North America was the weak link. US policy changes – including “high tariffs and the removal of the de minimis exemption for low-value packages” – contributed to a six-month contraction on the crucial Asia-North America corridor. This pushed carriers to shift capacity and supply chains to more stable regions. 

“Freighters were reallocated, and production moved to Southeast Asia and India,” explains Zotov. As a result, “lanes like Middle East-Asia and Within Asia saw near double-digit growth as supply chains adapted.” 

But volatility brought complications. Spot rates globally were down six percent year-on-year in early December, but “specific lanes like China-U.S. saw rates spike to their highest annual level.” In response, shippers grew cautious. “This uncertainty made shippers wary, leading to a preference for shorter, 6-month contracts over long-term commitments to maintain flexibility.” 

“Freighter utilisation remained high, particularly for perishables… and on growing corridors like Africa-Asia.” However, dedicated freighter availability saw “sharp double-digit declines” from mid-year — a shift partially absorbed by returning passenger bellyhold capacity, particularly on transatlantic routes. 

This mismatch caused rate pressure in some regions. Despite growing demand, the influx of bellyhold capacity generally kept global spot rates under downward pressure. But as the peak season arrived, “space on key lanes like Asia-Europe and Asia-US tightened, driving rates up by mid-to-high single digits.” 
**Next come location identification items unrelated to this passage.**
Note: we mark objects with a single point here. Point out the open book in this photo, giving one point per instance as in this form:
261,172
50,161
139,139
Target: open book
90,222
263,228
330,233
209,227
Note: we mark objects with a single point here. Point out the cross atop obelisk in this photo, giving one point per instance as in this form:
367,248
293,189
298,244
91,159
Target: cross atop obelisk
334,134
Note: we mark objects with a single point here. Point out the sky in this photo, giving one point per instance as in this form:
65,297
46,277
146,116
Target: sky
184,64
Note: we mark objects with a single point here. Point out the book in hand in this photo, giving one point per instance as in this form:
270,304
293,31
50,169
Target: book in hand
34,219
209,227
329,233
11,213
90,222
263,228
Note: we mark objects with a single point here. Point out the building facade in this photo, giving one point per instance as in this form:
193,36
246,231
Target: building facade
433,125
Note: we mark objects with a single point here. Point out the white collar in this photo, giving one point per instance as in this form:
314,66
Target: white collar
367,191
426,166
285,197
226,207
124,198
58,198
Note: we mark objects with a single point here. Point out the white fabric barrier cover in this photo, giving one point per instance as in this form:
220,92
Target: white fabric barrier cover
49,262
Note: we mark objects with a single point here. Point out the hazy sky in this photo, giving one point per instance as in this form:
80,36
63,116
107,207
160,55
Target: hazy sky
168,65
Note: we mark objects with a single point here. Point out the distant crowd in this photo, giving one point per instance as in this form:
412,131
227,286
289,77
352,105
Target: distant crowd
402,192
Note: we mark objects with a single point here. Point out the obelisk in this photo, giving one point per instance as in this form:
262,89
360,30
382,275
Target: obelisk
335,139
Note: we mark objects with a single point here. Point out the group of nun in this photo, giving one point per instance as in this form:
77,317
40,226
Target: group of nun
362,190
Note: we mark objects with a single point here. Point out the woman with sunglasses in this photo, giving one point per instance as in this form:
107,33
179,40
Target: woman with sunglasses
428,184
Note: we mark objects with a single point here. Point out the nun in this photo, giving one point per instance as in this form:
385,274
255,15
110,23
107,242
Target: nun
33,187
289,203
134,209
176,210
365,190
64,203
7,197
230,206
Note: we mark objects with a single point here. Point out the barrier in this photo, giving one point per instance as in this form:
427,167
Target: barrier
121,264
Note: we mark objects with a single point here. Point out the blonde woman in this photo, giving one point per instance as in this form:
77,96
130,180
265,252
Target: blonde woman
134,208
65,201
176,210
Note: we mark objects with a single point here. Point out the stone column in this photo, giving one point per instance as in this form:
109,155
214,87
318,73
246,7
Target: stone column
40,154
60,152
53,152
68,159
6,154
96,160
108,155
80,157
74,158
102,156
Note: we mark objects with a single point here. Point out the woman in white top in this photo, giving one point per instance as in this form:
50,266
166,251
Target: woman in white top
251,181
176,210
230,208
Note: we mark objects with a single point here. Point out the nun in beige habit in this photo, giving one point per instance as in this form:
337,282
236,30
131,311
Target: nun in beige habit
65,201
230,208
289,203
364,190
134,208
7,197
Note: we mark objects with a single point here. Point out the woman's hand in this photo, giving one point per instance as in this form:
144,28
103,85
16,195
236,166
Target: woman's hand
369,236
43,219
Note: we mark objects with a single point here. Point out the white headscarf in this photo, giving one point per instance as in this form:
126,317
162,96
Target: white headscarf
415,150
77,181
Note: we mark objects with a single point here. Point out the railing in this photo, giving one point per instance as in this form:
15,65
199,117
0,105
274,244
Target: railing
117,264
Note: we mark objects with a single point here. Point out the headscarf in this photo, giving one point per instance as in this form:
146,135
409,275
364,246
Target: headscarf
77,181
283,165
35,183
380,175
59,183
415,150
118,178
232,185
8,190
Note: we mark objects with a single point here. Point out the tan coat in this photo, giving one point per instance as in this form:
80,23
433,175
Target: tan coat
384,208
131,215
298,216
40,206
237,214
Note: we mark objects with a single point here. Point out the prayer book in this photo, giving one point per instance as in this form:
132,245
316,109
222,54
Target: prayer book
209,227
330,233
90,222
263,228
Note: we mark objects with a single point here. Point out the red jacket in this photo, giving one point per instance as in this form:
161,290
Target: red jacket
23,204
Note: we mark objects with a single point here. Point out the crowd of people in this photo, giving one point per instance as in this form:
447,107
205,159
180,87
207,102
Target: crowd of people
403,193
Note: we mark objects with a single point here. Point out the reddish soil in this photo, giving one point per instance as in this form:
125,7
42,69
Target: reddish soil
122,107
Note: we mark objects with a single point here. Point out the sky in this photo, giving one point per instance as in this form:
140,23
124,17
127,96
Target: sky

AI and automation shift from nice-to-have to must-have 

Infrastructure strain also persisted – congestion at major hubs and weather events (like Super Typhoon Ragasa) continued to challenge reliable transit times. Against this backdrop, digital tools moved from convenience to necessity. AI-powered platforms for booking, document automation (like data extraction from bills of lading), and real-time visibility became operational necessities, moving from ‘nice-to-have’ to core infrastructure for agile decision-making. 

“From 2026, EU airlines will have to account for 100 percent of their emissions under the ETS, increasing costs and incentivising investment in Sustainable Aviation Fuel (SAF) and fuel-efficient aircraft.” As Zotov puts it: “Environmental costs will become a permanent part of freight pricing.” 

Another cost headwind looms in e-commerce. New EU customs fees on low-value packages from 2026 may dampen volumes, putting pressure on a sector that has propped up air cargo demand since the pandemic. 

Geopolitical shifts are also quietly changing modal dynamics. “A gradual return of ocean shipping to the Suez Canal may recapture some cargo that shifted to air due to longer sea transits.” 

“The volatility of recent years has proven that flexibility is paramount. Success will depend on leveraging AI for forecasting, maintaining diversified sourcing and routing strategies, and using data-driven platforms for end-to-end visibility and agile mode switching.” 

From 2026, EU carriers will face full ETS exposure, with no free emissions allowances – a structural cost that reshapes margins, not just for airlines but across the chain. For carriers, that means accelerating investment in SAF and fuel efficiency. Forwarders will need to re-price services more dynamically and help shippers navigate compliance complexity. And for shippers: environmental costs are no longer an externality – they’re baked into the freight bill.